A further difficulty concerns the status of the primitive element ( in 5) that serves as the input to Merge. Similarly to Mendivil-Giró (2025), the status of the item that represents 1 remains unclear. Although Watanabe treats it as a lexical item, as required by the operation Merge, the result of recursively applying Merge to it is equivalent to a set-theoretic definition of the natural numbers. It is therefore not clear whether this element should be understood as a genuine lexical item, a semantic primitive, or a formal placeholder required by the analysis. This concern is reinforced by the fact that developed numeral systems do not typically build numerical expressions through overt repetition of 1. As noted above, developed number systems do not typically rely on repetition of the lexical item for 1 to encode the successive addition of 1. The developed number systems that show some reuse of the sign for 1 are found in certain sign languages, and similar patterns also appear in notational systems such as tally marks for the representation of small quantities. However, in spoken systems restricted to small quantities, a lexical item for 2 is often also available, and reduplication of 2 is frequently used to represent 4. This suggests that symbolic representations based explicitly on repetition of 1 are more characteristic of visually grounded formats than of spoken numeral systems. This typological pattern does not rule out an internal primitive corresponding to 1, but it weakens the claim that natural number representations are linguistically built through overt or lexically grounded repetition of that element.
Thus, while proposals that link numerical cognition to the mechanisms of linguistic recursion are theoretically intriguing, accounts that equate Merge, whether external or internal, with the successor function risk collapsing distinct notions of recursion and obscuring the representational basis of numerical meaning. Any account that derives arithmetic from Merge must therefore explain how a syntactic operation acquires numerical semantics, rather than assuming that structural repetition automatically yields quantitative succession.

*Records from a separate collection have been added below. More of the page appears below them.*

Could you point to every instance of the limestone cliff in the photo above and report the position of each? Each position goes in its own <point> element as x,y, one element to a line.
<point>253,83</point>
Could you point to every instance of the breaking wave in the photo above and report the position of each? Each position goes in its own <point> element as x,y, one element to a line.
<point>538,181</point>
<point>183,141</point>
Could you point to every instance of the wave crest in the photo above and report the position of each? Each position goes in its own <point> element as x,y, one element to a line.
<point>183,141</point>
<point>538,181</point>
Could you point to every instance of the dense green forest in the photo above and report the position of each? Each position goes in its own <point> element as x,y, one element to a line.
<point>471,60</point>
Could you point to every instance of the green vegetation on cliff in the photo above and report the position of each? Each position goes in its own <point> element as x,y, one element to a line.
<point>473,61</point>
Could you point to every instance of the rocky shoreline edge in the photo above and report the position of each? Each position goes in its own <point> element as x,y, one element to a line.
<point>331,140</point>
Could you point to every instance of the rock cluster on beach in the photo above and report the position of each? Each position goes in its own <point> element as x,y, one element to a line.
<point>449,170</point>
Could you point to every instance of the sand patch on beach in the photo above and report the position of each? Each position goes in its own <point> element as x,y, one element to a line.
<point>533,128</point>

3 A Structure-Based Alternative to Successor-Driven Generativity
An alternative account of numerical generativity does not require deriving the successor function from syntactic operations. On a structure-based view, generativity emerges from the acquisition of hierarchically organized symbolic representations whose interpretation is governed by compositional arithmetic rules, rather than from an internal operation that computes n + 1. Numeral systems encode additive and multiplicative relations directly in their structure (e.g., three hundred two = 3 × 100 + 2), and once these compositional rules are mastered, the system is generative by closure: finite lexical resources combined through recursive structure yield an unbounded set of exact numerical expressions. On this view, categorical recursion in numerals is a property of representation, not of a value-generating function, and numerical infinity is an emergent consequence of symbolic composition rather than the output of a successor mechanism. Crucially, this account explains why numerical reasoning can extend beyond rote counting, why numerical difficulty tracks syntactic complexity rather than magnitude, and why cross-linguistic variation in numeral structure shapes developmental trajectories, without assuming that syntax itself implements numerical succession.